One of the perverse joys of living in North Dakota is trying to figure out what is and isn't legal on Sunday. It's legal to have your car fixed on Sunday, but not to buy a car. It's legal to buy soup on Sunday, but not to buy a can opener before 12 noon. It's legal to buy clothing on Sunday, but not work gloves or infant supplies. Logic doesn't seem to be the law's guiding principle.

North Dakota remains one of the last bastions of the moralistic "blue laws" that have now been mostly discarded. Many still view the Sunday closing law as a way to observe the Sabbath—but that justification ignores the fact that for some the Sabbath falls on another day or that many churches offer services on Saturday. That justification also ignores the fact that many residents work on Sunday.

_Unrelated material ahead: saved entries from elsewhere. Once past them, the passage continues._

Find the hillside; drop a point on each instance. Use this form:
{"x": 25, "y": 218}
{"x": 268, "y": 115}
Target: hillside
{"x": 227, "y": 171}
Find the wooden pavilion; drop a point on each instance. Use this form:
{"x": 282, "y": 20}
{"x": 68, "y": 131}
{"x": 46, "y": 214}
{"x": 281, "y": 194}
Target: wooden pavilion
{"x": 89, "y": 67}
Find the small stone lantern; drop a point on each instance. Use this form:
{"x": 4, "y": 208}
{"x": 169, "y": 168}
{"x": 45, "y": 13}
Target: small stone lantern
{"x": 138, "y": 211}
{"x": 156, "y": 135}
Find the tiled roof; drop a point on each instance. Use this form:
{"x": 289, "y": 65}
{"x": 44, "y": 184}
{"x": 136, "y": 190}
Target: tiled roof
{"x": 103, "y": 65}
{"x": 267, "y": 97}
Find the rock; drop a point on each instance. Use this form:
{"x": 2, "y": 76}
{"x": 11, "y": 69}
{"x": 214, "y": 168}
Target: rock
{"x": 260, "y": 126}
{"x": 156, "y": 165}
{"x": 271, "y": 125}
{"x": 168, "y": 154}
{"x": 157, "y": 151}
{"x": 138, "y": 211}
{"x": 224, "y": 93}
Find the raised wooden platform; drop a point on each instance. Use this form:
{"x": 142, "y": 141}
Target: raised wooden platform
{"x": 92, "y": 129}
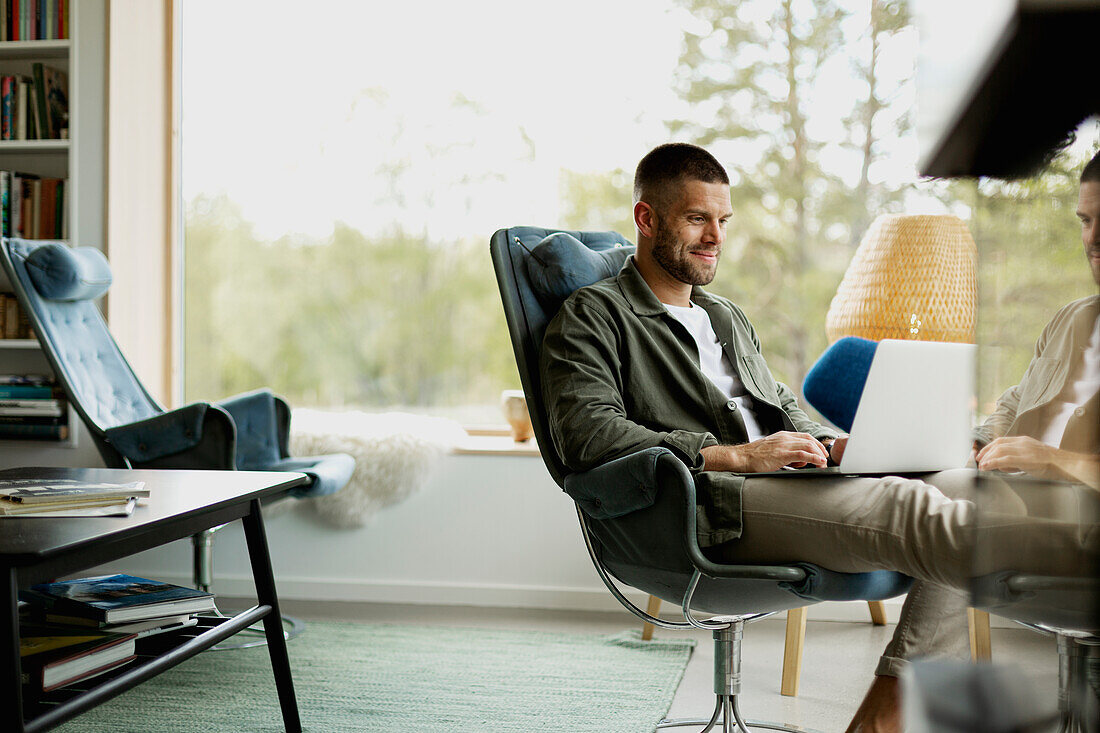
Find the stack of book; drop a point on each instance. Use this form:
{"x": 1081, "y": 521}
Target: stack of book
{"x": 68, "y": 498}
{"x": 34, "y": 107}
{"x": 34, "y": 20}
{"x": 32, "y": 407}
{"x": 33, "y": 207}
{"x": 75, "y": 630}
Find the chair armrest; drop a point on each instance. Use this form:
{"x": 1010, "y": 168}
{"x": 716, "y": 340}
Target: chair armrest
{"x": 631, "y": 483}
{"x": 262, "y": 434}
{"x": 617, "y": 488}
{"x": 194, "y": 436}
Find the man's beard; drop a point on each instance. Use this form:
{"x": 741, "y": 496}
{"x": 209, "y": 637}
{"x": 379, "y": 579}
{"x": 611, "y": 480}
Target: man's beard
{"x": 675, "y": 260}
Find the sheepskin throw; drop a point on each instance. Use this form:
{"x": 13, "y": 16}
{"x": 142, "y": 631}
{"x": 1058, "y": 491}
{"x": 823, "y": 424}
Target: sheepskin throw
{"x": 395, "y": 453}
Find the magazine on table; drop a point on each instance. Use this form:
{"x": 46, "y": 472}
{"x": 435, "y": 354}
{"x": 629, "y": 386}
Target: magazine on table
{"x": 66, "y": 498}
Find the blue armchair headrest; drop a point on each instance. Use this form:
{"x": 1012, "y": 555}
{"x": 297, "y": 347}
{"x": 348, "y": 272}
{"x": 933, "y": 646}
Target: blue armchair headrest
{"x": 836, "y": 382}
{"x": 561, "y": 263}
{"x": 64, "y": 273}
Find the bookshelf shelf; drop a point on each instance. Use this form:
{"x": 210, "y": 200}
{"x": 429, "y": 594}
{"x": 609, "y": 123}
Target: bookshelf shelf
{"x": 34, "y": 145}
{"x": 36, "y": 50}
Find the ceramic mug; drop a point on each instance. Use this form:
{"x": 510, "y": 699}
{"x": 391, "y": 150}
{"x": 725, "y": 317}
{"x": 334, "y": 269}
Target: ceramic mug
{"x": 514, "y": 405}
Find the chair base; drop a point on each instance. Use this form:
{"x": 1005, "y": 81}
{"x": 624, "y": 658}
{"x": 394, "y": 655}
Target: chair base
{"x": 255, "y": 635}
{"x": 727, "y": 719}
{"x": 1078, "y": 682}
{"x": 727, "y": 686}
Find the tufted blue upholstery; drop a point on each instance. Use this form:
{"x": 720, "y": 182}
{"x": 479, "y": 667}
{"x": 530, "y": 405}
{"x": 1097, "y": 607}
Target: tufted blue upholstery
{"x": 101, "y": 383}
{"x": 561, "y": 263}
{"x": 834, "y": 384}
{"x": 655, "y": 548}
{"x": 57, "y": 286}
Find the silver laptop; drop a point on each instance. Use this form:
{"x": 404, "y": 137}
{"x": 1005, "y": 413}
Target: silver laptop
{"x": 914, "y": 414}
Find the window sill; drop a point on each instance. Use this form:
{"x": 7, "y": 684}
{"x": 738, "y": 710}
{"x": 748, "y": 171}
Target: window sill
{"x": 484, "y": 444}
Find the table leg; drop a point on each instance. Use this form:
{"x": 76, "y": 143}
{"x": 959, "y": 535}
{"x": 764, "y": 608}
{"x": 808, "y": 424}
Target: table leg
{"x": 11, "y": 712}
{"x": 273, "y": 622}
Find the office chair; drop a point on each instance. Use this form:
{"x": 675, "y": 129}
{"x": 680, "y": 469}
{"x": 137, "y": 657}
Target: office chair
{"x": 56, "y": 286}
{"x": 1066, "y": 608}
{"x": 637, "y": 513}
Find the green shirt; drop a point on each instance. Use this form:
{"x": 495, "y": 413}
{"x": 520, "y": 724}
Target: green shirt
{"x": 620, "y": 374}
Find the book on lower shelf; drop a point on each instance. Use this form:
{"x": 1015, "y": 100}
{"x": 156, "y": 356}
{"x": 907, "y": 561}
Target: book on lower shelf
{"x": 53, "y": 657}
{"x": 118, "y": 598}
{"x": 140, "y": 628}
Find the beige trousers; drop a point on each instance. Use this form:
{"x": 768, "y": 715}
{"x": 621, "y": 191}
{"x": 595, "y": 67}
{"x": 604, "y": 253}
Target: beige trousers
{"x": 922, "y": 528}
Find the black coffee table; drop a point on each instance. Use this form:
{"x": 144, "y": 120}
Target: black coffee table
{"x": 180, "y": 503}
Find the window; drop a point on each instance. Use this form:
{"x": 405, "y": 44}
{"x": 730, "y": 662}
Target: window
{"x": 344, "y": 167}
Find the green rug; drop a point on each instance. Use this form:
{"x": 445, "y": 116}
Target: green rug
{"x": 358, "y": 677}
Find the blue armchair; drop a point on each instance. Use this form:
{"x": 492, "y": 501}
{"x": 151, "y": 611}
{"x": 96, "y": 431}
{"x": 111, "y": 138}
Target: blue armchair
{"x": 637, "y": 513}
{"x": 57, "y": 286}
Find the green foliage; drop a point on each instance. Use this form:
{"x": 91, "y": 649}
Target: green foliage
{"x": 399, "y": 319}
{"x": 387, "y": 320}
{"x": 748, "y": 72}
{"x": 1031, "y": 263}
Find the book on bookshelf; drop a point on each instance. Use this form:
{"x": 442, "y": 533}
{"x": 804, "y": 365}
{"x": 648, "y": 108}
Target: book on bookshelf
{"x": 52, "y": 657}
{"x": 34, "y": 20}
{"x": 33, "y": 207}
{"x": 8, "y": 86}
{"x": 51, "y": 101}
{"x": 118, "y": 598}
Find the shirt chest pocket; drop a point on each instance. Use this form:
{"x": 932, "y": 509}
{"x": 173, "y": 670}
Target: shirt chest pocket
{"x": 757, "y": 378}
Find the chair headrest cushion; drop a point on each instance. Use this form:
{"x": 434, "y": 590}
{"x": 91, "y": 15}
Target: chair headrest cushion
{"x": 561, "y": 263}
{"x": 835, "y": 383}
{"x": 64, "y": 273}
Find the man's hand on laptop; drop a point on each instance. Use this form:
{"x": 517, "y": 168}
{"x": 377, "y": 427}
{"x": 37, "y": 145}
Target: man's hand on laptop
{"x": 836, "y": 448}
{"x": 1031, "y": 456}
{"x": 768, "y": 453}
{"x": 1018, "y": 453}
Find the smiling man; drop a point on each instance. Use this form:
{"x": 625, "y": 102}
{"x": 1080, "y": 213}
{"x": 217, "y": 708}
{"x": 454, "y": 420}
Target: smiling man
{"x": 1047, "y": 425}
{"x": 649, "y": 358}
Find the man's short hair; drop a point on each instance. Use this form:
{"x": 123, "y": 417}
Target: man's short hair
{"x": 1091, "y": 172}
{"x": 669, "y": 164}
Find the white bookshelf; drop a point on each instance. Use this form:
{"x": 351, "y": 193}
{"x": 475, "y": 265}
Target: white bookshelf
{"x": 80, "y": 160}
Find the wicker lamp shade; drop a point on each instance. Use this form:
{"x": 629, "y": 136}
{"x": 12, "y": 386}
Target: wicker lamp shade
{"x": 912, "y": 277}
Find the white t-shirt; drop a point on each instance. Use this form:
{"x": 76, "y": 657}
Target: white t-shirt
{"x": 715, "y": 364}
{"x": 1081, "y": 385}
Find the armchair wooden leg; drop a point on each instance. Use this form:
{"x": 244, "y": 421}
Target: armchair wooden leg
{"x": 792, "y": 651}
{"x": 878, "y": 612}
{"x": 981, "y": 648}
{"x": 652, "y": 609}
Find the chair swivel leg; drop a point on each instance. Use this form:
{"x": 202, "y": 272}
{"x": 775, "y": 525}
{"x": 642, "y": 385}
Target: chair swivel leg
{"x": 1079, "y": 684}
{"x": 727, "y": 686}
{"x": 202, "y": 566}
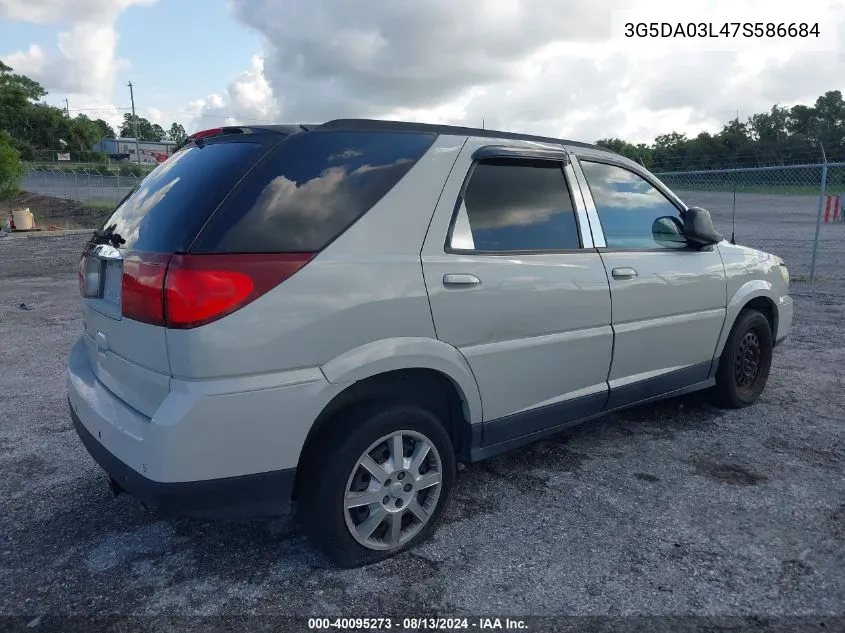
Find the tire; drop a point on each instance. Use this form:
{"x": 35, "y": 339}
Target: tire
{"x": 745, "y": 362}
{"x": 402, "y": 509}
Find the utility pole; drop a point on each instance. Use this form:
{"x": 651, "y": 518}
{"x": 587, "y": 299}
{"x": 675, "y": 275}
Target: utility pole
{"x": 134, "y": 124}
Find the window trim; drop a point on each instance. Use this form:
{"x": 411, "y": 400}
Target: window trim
{"x": 519, "y": 154}
{"x": 650, "y": 179}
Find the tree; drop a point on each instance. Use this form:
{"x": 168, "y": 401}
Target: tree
{"x": 16, "y": 96}
{"x": 11, "y": 168}
{"x": 106, "y": 130}
{"x": 141, "y": 128}
{"x": 177, "y": 133}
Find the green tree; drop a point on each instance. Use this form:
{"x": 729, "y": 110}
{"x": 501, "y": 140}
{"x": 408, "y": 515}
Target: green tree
{"x": 177, "y": 133}
{"x": 11, "y": 168}
{"x": 106, "y": 130}
{"x": 141, "y": 128}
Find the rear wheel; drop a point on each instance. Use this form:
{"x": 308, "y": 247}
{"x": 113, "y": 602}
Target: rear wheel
{"x": 745, "y": 362}
{"x": 377, "y": 483}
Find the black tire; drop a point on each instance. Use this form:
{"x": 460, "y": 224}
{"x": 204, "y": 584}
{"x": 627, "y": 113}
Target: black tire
{"x": 745, "y": 362}
{"x": 332, "y": 467}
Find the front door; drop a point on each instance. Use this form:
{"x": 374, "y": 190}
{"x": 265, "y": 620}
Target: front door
{"x": 668, "y": 297}
{"x": 512, "y": 286}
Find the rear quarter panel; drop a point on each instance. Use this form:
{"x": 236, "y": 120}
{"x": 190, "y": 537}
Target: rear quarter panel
{"x": 366, "y": 286}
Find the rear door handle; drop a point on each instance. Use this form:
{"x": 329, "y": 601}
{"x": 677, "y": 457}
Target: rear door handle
{"x": 624, "y": 273}
{"x": 452, "y": 280}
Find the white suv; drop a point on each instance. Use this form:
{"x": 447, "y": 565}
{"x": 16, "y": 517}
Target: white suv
{"x": 336, "y": 314}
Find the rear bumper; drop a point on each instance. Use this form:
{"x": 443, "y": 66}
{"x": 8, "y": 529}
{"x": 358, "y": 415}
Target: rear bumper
{"x": 212, "y": 449}
{"x": 262, "y": 494}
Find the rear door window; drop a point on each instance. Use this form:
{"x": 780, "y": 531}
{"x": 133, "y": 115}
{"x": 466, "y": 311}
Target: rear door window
{"x": 513, "y": 205}
{"x": 310, "y": 189}
{"x": 165, "y": 211}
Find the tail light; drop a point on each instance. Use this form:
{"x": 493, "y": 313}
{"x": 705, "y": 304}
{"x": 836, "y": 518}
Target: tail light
{"x": 187, "y": 291}
{"x": 141, "y": 296}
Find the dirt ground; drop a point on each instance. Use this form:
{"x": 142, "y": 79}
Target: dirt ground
{"x": 671, "y": 509}
{"x": 56, "y": 212}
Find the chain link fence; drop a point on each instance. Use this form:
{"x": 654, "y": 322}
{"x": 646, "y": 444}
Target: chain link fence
{"x": 85, "y": 184}
{"x": 792, "y": 211}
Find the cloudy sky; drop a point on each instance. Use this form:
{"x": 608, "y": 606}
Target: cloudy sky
{"x": 541, "y": 66}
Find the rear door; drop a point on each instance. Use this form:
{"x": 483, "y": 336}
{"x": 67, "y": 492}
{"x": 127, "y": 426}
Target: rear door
{"x": 119, "y": 272}
{"x": 514, "y": 284}
{"x": 668, "y": 296}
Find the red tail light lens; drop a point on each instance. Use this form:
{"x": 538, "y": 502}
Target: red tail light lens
{"x": 200, "y": 289}
{"x": 141, "y": 292}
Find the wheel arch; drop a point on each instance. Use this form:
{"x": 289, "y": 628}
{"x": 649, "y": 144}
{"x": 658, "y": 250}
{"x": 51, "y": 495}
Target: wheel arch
{"x": 423, "y": 386}
{"x": 758, "y": 295}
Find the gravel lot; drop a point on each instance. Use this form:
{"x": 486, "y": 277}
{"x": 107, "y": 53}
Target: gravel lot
{"x": 780, "y": 224}
{"x": 677, "y": 508}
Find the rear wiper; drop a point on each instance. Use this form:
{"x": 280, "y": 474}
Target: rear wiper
{"x": 108, "y": 236}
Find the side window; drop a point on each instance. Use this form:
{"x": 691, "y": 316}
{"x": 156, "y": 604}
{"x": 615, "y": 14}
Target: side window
{"x": 633, "y": 213}
{"x": 515, "y": 205}
{"x": 310, "y": 189}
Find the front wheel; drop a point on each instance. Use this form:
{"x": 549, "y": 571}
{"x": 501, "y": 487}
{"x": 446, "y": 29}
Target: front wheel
{"x": 378, "y": 483}
{"x": 745, "y": 361}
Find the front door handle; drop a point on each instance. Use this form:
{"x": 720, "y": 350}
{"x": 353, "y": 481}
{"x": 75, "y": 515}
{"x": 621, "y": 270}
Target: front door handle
{"x": 624, "y": 273}
{"x": 452, "y": 280}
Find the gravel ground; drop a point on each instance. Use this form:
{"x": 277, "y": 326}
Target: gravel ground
{"x": 676, "y": 508}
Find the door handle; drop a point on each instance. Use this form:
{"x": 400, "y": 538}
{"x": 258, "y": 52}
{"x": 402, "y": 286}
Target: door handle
{"x": 460, "y": 279}
{"x": 624, "y": 273}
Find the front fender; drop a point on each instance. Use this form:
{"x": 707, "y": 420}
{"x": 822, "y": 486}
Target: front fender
{"x": 746, "y": 292}
{"x": 393, "y": 354}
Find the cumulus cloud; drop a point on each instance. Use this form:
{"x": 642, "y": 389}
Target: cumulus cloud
{"x": 85, "y": 64}
{"x": 50, "y": 11}
{"x": 528, "y": 64}
{"x": 247, "y": 99}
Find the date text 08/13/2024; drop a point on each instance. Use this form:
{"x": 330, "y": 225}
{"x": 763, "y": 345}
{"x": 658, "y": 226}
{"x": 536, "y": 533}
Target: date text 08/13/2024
{"x": 417, "y": 624}
{"x": 726, "y": 29}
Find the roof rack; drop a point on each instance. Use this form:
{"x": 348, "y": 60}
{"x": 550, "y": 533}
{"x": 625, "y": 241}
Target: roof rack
{"x": 406, "y": 126}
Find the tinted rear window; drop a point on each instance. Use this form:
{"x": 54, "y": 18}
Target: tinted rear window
{"x": 310, "y": 189}
{"x": 170, "y": 205}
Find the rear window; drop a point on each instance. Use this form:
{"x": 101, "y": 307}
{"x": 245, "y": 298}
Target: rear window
{"x": 310, "y": 189}
{"x": 165, "y": 211}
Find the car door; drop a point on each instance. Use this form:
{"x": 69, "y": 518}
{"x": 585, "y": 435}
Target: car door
{"x": 668, "y": 297}
{"x": 515, "y": 285}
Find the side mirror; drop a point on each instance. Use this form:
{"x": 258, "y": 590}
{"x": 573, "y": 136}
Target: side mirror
{"x": 699, "y": 229}
{"x": 668, "y": 231}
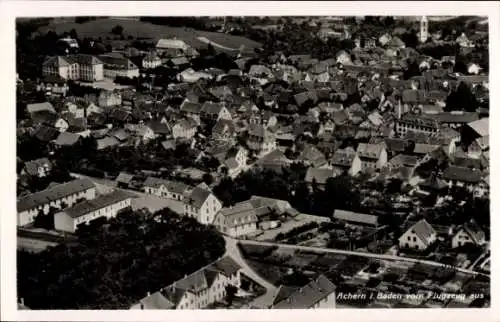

The first crack in North Dakota's Sunday closing law came in 1967, after legislators' eyes were opened by the severe blizzard of 1966, when people had difficulty getting necessities after the snowstorm. The law was clarified to exempt certain businesses and services, including restaurants, pharmacies, hotels, hospitals, telephone and transportation services, tourist attractions, public performances and ice manufacturing. Ice manufacturing?

The blue law became a shade lighter again in 1985, when grocery shopping became legal on Sunday. In 1991, it became legal to open most businesses on Sunday, though not before noon. A big change came in 2015, when it became legal to buy alcohol in bars starting at 11 a.m. on Sunday, a concession for football fans.

Despite years of public grumbling about the Sunday closing law, North Dakota legislators have voted to keep the increasingly unpopular law in place. Last session, when the issue came up, Rep. Bernie Satrom, R-Jamestown, caused an uproar when he joked that the law should remain in place so wives can make their husbands breakfast in bed.

The good news is that voters finally might get the chance to decide the issue. A Fargo businessman, Brandon Medenwald, plans a petition drive to place the Sunday closing law on the ballot next year. If the effort succeeds, it will present voters with another chance to reverse legislators' stubborn refusal to heed their wishes, as they did last year in approving medical marijuana and earlier in adopting a ban on indoor smoking in public buildings. Both laws are hugely popular but failed to gain legislative support.

Business owners, not the state, should decide whether to open their doors to customers on Sunday.

Editorials represent the views of Forum management and the Editorial Board.